The canary suddenly changed back into a grinning George, and Ron glared at him menacingly.

"Sorry, you lot! Just trying out the longer-lasting canary creams. I got up to a minute on that one!" George said, jovially taking them both by the arm and telling them all about the shop and his new creations.

During the course of the evening, Ron was interrupted in the process of proposing to Hermione a total of seven times. All were similarly odd, completely unexpected, and bizzare. So, naturally, by the eighth time, he was fed up with everyone. He had just pulled Hermione (who was intensely amused by all this) to the side, and he opened his mouth to propose, when (who would have guessed it?) Bill came up and asked him how work was going.

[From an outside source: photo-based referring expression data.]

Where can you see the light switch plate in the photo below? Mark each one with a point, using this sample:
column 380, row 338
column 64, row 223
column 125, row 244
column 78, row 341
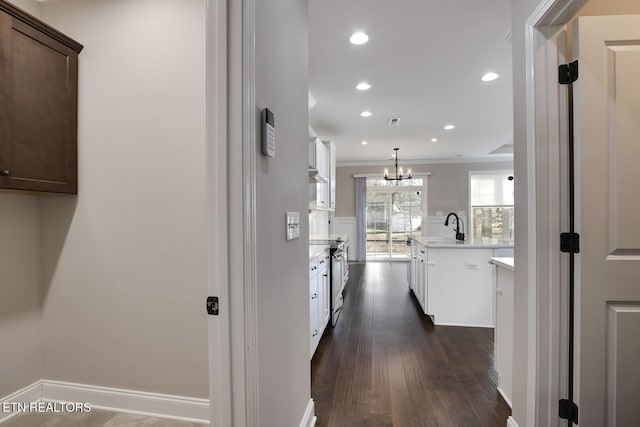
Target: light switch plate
column 293, row 225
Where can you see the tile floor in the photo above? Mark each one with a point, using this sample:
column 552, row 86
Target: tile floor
column 95, row 418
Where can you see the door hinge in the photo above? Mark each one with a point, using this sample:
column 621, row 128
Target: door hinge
column 568, row 73
column 568, row 410
column 212, row 306
column 570, row 243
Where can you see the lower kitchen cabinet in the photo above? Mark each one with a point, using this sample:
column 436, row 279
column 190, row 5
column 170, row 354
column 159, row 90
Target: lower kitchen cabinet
column 454, row 283
column 503, row 340
column 319, row 298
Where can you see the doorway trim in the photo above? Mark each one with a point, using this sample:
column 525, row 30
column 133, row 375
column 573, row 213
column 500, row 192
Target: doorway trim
column 231, row 188
column 545, row 125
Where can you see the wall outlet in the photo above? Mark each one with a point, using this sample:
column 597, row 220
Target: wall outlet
column 293, row 225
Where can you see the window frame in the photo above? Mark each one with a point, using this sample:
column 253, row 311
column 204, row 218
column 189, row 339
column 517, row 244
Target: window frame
column 469, row 205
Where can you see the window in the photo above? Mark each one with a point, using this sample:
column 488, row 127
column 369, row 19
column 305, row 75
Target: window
column 491, row 200
column 394, row 211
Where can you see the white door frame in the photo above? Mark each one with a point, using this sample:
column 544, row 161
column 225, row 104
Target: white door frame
column 546, row 375
column 231, row 186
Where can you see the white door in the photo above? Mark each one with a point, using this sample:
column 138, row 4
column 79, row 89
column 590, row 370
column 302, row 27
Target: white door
column 607, row 114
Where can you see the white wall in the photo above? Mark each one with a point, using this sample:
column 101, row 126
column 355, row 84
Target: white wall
column 20, row 283
column 282, row 185
column 29, row 6
column 125, row 261
column 20, row 293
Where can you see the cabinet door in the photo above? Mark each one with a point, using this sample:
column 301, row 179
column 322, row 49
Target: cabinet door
column 39, row 106
column 326, row 299
column 321, row 195
column 331, row 151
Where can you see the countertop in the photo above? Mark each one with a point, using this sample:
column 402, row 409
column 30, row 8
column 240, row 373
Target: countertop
column 315, row 250
column 451, row 243
column 505, row 262
column 333, row 237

"THAT'S IT! THAT IS IT! WOULD EVERYONE STOP INTERRUPTING MY FOR ONCE! GEEZ, WHAT DOES A MAN HAVE TO DO TO PROPOSE THESE DAYS?" Ron yelled, shaking his head, until he froze. Bill fell over laughing (literaly) while everyone else looked at him quizzically.

"Nice, Ron, real smooth." George said, cackling all the way.

Ron hung his head and started to walk back to upstairs to floo back to his flat, when Hermione said something.

"What?" Ron asked, completely suprised.

"Yes." Hermione said simply. Ron heaved out a big sigh and swept her into a kiss (A.K.A. snog).

"April Fools!" Chorused more than half of the crowd. Ron drew back from Hermione scowling at them.

"Can't you just leave me alone for once? PLEASE?" Ron asked, and Hermione (once again) laughed at him along with everyone else.

"So," Hermione said, once they were alone (he was dropping her off at her house) "do I get a ring?"

Ron did the whole palm-forehead thing and brought it out from his pocket.

"Okay, I didn't get to do this right before, but, Hermione, will you marry me?" Ron asked, falling to his knees and looking up at the love of his life.

"I already said yes, you idiot." she said, and he grinned while putting the ring he had so painstakingly chosen for her.

"Now, I think that the next thing you do is kiss me, if you want to do this right." Hermione said, and Ron joyfully obliged her.

Meanwhile, Harry was laughing evilly in the corner, his plans complete.